Even though my mom took the book back, the damage had already been done. Now that we knew what we were looking for, my high school friends and I were virtually ransacking the public library every couple of weeks carrying out armfuls of red and white paperbacks. One of those times I ran into a boy I really liked while holding an obscene number of romance novels. The top book on the pile, that he definitely saw, had people kissing passionately on it. We never ended up dating. It’s okay. He’s a rich lawyer now and it’s fine. Totally fine!
My friends and I read so much in high school that we named our binders after Harlequin romance authors. Two of my friends had Kate Hoffmans, but because I had to be different, mine was a Doreen Owens-Malek—what I thought was true vintage Harlequin.

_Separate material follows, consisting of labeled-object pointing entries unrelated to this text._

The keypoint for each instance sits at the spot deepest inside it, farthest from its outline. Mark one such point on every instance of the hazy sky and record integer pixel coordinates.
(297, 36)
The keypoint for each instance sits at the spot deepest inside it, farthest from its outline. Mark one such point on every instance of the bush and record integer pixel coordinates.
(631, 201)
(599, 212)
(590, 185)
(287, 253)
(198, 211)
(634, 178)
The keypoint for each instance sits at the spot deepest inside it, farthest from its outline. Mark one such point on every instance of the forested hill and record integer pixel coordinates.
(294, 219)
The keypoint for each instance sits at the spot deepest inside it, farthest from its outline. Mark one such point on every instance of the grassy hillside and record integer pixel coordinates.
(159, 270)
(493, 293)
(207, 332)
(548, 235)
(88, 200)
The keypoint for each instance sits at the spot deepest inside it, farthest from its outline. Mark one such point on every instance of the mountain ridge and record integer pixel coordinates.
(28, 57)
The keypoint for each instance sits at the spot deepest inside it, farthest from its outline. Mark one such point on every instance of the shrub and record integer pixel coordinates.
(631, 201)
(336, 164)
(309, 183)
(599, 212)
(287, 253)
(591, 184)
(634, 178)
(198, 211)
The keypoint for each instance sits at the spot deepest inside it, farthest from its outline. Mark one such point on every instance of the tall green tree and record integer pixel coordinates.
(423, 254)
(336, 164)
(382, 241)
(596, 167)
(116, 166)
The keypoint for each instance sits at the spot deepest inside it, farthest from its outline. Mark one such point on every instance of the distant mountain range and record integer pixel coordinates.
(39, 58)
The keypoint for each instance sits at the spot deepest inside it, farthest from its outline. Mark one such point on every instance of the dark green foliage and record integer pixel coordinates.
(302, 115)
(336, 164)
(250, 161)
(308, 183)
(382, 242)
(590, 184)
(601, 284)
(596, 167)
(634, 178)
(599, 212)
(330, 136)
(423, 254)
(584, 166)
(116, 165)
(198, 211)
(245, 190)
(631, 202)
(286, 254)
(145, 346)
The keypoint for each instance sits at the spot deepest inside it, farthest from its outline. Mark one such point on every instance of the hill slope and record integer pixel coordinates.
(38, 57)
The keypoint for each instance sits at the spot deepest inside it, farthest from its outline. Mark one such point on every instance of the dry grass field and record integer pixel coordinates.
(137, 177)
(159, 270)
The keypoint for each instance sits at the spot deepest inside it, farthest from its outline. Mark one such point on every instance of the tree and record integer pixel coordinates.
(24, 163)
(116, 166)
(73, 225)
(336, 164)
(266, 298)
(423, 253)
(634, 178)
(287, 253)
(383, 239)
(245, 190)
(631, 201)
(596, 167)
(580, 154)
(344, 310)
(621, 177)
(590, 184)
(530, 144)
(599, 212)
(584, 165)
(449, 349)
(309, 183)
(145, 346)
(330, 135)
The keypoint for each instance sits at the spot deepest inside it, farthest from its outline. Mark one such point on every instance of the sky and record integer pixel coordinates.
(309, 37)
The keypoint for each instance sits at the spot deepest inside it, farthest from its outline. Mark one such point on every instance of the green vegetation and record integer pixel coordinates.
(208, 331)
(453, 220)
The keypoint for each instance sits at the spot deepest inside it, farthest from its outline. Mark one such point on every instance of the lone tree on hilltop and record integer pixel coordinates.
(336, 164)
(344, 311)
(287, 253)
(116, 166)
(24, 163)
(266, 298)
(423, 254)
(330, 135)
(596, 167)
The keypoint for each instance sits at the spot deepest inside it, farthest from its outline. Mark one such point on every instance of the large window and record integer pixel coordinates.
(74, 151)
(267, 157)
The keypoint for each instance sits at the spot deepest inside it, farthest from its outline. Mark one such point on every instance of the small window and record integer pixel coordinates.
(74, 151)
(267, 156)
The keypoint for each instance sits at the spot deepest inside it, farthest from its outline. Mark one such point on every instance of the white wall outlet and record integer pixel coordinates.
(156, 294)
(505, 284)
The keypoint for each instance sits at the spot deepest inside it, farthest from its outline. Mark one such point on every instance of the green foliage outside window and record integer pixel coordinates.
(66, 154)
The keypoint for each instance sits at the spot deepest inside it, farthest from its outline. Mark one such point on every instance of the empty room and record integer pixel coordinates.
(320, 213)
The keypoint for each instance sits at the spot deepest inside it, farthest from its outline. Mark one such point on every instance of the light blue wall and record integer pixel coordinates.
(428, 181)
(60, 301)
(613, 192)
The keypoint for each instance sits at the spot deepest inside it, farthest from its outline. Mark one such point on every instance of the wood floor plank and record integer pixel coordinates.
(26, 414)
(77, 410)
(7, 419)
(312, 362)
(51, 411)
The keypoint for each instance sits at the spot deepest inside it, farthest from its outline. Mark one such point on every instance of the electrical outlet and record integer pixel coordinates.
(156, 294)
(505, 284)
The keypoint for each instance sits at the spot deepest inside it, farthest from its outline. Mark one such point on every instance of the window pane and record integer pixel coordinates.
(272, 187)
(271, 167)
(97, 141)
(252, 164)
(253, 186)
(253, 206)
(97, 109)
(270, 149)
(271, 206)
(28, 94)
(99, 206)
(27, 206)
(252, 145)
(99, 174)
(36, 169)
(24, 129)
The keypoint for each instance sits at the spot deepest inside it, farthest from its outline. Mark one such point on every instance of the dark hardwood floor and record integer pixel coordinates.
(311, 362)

It was in this binder with those friends that I started writing my very first Harlequin romance novel. I’ve been going ever since.
So getting the call feels like literally being called to the mothership. When I heard the words two-book contract, I could barely believe that all that reading and “research” in high school had finally paid off! I immediately texted all my fellow romance reader friends to share the news and they were super excited too. They did wonder if I was going to write about sheikhs, but I said no. They were disappointed for a number of reasons, but perked up when I shared that it was for Dare, the new and spiciest line of books yet, replacing the Blaze series which we loved.
The fact that I got the call for Dare is even better than I could have imagined. I’m energized by the opportunity to write for the most explicit line yet. I’ve always had trouble staying inside the lines and I can’t wait to push the boundaries with sexy new heroes and bold, kick-ass heroines.
I hope I can live up to this new and daring line and follow all the awesome authors who are already part of it!